Hatinya tiba-tiba tergerak, bangsawan muda itu segera memutuskan untuk singgah sebentar guna melakukan beberapa penyelidikan.
Seperti yang dia duga, dewa tingkat sembilan adalah komoditas langka bahkan di dunia yang lebih besar.
Oleh karena itu, untuk menghindari perhatian yang tidak diinginkan, baik dia maupun temannya menyembunyikan kekuatan sejati mereka dan menyamar sebagai dewa tingkat tujuh. Meskipun demikian, mereka menerima banyak perhatian dalam beberapa hari saja, serta banyak kartu kunjungan.
Beberapa di antaranya berasal dari kelompok petualang antarplanet. Singkatnya, kelompok ini terdiri dari para pembuat onar yang menjelajah ke pelosok terjauh alam semesta.
Bahkan, para iblis yang menyerbu Jurang Ilahi juga bisa dimasukkan ke dalam kelompok itu. Seperti anjing yang mengejar tulang, mereka berbondong-bondong menuju tanah subur yang belum dijelajahi, atau alam material tanpa pemilik.
Kelompok-kelompok ini sering kali terdiri dari orang-orang yang paling dibenci dan terkenal buruk di alam semesta, jadi Jiang Chen tentu saja tidak akan mau berurusan dengan mereka sedikit pun.
Tentu saja, dia juga menerima tawaran cinta dari faksi-faksi lokal yang berpengaruh.

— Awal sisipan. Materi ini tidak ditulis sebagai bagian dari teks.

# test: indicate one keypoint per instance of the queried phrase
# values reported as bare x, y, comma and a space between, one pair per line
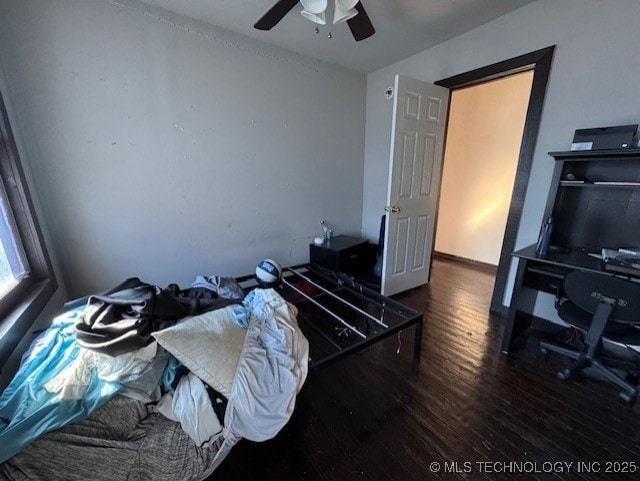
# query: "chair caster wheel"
627, 397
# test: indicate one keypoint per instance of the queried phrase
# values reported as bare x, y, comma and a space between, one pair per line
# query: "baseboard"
483, 265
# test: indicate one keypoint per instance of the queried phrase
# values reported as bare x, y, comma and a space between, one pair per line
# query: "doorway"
540, 63
484, 133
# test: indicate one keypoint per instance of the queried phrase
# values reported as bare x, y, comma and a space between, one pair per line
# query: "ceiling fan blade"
275, 14
360, 25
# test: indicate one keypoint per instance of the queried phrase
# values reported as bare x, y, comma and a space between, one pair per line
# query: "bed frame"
339, 316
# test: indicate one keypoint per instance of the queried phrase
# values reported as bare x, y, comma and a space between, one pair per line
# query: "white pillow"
209, 345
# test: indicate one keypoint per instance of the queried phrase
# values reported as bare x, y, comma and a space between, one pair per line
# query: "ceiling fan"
360, 25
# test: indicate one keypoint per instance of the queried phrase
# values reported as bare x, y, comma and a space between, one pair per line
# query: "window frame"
20, 307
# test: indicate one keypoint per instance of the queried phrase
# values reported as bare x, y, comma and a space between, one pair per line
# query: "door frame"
540, 62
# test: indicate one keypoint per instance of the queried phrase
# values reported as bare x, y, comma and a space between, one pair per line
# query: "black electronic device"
342, 253
605, 138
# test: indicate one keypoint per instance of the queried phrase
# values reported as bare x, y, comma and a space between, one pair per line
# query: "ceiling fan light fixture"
315, 18
314, 10
345, 10
314, 6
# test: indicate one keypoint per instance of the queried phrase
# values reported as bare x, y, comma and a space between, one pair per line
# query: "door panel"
415, 166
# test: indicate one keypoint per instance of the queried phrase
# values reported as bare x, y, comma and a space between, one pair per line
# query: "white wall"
166, 148
484, 135
593, 82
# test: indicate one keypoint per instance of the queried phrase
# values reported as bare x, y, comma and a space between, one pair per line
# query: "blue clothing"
27, 409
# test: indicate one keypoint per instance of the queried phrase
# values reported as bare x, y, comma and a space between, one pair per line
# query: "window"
26, 277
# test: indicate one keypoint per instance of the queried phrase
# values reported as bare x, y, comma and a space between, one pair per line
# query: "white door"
417, 143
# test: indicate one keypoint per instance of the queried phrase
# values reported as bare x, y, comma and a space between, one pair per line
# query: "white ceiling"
403, 27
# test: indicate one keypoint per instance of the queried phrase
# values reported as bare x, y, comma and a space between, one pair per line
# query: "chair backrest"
588, 289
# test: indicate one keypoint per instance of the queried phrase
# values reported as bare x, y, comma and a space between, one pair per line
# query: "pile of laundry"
217, 361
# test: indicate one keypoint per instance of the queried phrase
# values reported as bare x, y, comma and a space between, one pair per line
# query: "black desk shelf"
601, 211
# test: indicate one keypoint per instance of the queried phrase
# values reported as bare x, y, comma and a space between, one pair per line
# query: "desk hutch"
595, 202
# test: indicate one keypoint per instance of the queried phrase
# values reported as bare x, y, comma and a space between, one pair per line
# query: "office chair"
603, 307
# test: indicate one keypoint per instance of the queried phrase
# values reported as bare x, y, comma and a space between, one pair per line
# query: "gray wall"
593, 83
165, 148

Berakar kuat di dunia bawah, sekte-sekte ini selalu ingin bersekutu dengan para ahli yang handal.
Tokoh-tokoh kuat seperti Jiang Chen dan rekannya adalah target utama bagi para pengintai mereka. Tidak ada sekte yang berharga yang akan membiarkan dewa tingkat lanjut lolos begitu saja.

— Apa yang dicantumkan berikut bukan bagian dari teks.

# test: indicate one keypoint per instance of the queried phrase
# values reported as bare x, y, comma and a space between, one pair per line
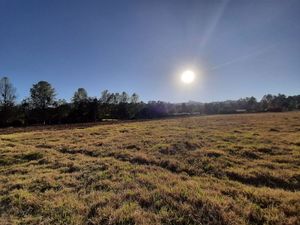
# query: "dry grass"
233, 169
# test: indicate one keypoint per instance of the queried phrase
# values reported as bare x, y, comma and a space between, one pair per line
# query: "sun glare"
188, 77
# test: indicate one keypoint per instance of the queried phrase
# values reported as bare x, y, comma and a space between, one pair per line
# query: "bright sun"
188, 77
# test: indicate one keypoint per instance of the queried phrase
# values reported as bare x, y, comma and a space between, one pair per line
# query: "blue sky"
238, 48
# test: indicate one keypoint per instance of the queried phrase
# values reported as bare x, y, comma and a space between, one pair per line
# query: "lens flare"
188, 77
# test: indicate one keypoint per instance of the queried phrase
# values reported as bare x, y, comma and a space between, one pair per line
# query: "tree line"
42, 107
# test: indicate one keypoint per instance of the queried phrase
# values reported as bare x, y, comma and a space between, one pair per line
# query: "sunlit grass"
235, 169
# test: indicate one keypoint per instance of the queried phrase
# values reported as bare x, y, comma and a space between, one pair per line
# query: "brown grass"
233, 169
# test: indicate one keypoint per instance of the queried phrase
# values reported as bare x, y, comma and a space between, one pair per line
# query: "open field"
231, 169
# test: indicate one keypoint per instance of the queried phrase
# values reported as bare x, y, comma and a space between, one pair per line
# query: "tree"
42, 95
7, 93
80, 95
134, 98
105, 95
124, 98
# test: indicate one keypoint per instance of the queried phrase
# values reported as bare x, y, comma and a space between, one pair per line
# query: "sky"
237, 48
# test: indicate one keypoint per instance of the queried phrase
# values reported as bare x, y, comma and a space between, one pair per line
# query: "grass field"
231, 169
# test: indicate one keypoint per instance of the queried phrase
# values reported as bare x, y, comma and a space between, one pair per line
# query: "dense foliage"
42, 107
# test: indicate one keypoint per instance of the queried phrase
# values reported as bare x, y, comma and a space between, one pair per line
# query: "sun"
188, 77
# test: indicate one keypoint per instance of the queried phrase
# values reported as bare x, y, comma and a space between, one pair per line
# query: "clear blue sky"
240, 47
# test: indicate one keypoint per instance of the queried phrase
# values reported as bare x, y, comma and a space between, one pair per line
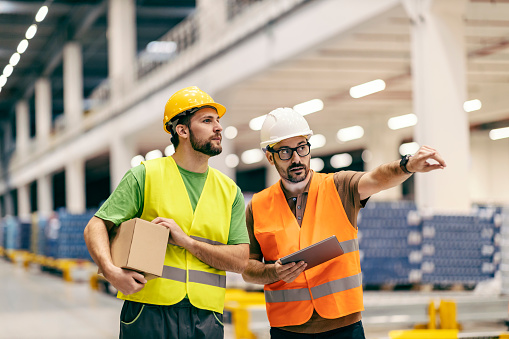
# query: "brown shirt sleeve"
347, 183
255, 251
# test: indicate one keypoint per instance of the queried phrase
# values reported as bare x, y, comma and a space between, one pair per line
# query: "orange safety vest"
334, 288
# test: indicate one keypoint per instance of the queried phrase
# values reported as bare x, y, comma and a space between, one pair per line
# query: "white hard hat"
283, 123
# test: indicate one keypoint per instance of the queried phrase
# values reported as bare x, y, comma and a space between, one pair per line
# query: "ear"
182, 131
270, 157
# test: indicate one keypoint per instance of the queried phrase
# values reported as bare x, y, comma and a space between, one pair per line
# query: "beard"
290, 175
204, 146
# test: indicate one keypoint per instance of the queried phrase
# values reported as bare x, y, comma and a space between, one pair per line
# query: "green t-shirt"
126, 201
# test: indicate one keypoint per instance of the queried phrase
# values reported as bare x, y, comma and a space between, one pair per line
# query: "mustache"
294, 165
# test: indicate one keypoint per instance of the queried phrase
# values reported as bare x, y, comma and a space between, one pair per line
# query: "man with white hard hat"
304, 208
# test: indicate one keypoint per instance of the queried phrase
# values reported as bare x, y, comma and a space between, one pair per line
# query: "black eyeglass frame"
293, 149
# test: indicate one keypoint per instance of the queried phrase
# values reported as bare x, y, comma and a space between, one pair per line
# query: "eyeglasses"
286, 153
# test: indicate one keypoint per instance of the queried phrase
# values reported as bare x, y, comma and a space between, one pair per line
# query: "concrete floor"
35, 304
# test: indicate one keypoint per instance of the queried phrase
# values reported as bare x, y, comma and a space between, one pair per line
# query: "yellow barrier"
424, 334
447, 317
238, 303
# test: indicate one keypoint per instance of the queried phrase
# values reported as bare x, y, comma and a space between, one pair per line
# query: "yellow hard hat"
187, 98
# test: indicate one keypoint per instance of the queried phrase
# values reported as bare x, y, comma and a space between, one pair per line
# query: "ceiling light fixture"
41, 13
368, 88
230, 132
316, 164
13, 61
31, 31
341, 160
317, 141
256, 123
499, 133
22, 47
252, 156
309, 107
8, 70
402, 121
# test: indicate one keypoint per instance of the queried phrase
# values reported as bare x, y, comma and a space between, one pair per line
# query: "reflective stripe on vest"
177, 274
184, 274
300, 294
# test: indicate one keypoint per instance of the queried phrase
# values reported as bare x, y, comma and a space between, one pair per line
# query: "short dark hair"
183, 118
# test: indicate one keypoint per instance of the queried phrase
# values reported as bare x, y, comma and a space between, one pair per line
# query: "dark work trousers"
354, 331
179, 321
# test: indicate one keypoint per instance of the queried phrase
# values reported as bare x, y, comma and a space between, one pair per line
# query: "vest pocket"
131, 311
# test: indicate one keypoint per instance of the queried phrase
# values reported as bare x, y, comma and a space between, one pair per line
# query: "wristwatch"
403, 162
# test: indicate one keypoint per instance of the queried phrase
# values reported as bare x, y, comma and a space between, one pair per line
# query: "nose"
295, 156
218, 127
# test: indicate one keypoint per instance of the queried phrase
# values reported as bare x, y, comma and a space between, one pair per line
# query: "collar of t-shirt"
297, 203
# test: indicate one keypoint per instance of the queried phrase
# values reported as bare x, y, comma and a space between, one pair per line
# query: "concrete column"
24, 202
209, 29
73, 85
121, 46
43, 110
383, 146
22, 127
122, 150
44, 196
272, 176
75, 186
439, 91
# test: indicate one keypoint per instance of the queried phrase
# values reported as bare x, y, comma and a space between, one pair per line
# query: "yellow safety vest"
184, 274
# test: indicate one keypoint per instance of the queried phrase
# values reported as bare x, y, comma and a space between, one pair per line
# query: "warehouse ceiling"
84, 21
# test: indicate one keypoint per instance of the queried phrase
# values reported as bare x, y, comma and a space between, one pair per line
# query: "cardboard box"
140, 246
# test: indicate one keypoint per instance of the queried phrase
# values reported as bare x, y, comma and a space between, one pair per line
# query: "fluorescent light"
13, 61
408, 148
499, 133
252, 156
154, 154
367, 88
341, 160
472, 105
8, 70
41, 14
169, 150
22, 47
162, 47
309, 107
136, 160
31, 31
316, 164
317, 141
256, 123
231, 160
350, 133
402, 121
366, 155
230, 132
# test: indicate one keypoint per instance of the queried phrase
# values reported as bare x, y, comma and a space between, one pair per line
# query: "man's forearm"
231, 258
98, 244
259, 273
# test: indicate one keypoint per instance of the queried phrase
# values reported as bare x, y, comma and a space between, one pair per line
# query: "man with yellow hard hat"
204, 210
304, 208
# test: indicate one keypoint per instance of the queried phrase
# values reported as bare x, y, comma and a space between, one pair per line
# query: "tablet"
316, 254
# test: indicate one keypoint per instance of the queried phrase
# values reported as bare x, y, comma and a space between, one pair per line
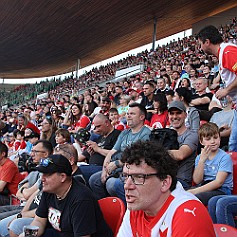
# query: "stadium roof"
45, 38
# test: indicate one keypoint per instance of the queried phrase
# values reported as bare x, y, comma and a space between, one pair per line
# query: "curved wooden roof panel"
45, 38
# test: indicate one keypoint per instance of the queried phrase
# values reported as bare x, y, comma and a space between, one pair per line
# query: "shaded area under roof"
45, 38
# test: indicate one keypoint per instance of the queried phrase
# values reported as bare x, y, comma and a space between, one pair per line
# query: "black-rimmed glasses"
138, 179
45, 162
58, 149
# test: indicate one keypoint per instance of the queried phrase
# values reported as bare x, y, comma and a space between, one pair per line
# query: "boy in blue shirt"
213, 171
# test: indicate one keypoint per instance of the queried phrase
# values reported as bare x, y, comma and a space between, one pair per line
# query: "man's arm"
96, 148
2, 185
191, 219
213, 185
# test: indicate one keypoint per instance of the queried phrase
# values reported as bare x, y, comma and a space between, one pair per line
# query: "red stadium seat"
223, 230
113, 210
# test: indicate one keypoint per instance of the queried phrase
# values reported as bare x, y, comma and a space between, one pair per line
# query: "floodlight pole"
78, 67
154, 34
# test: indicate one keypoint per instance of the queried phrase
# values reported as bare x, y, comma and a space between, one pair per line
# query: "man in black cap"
68, 206
188, 141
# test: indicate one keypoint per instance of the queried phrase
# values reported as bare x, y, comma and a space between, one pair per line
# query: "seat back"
113, 210
223, 230
234, 160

Namun, sikap acuh tak acuh Jiang Chen segera terlihat. Setiap undangan selalu ditolak dengan sopan. Keterampilan interpersonalnya sangat menyenangkan Jiang Huan.
Dengan pencapaian seperti ini di usianya, seorang jenius muda biasanya akan bersikap sombong, tetapi dia justru bersikap tenang dan percaya diri.

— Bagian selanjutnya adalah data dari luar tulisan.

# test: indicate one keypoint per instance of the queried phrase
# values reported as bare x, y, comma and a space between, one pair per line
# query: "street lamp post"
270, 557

Itu adalah bukti kedewasaan pemuda itu, jika memang pernah ada.
“Tuan muda, sebagian besar sekte ini terkait dengan faksi-faksi di dunia yang lebih besar, atau mereka adalah bawahan langsung. Bahkan jika Anda tidak ingin bergabung, Anda tetap harus memperlakukan mereka dengan sopan.”
Pemuda itu mengikuti saran tersebut. Setidaknya, dia menahan diri untuk tidak membuat komentar sinis, dan tidak pernah mencoba merendahkan atau mencari kesalahan pada penduduk setempat.
Berkat pengalaman hidup dua orang, dia tahu betul untuk tidak membuat musuh tanpa alasan yang jelas.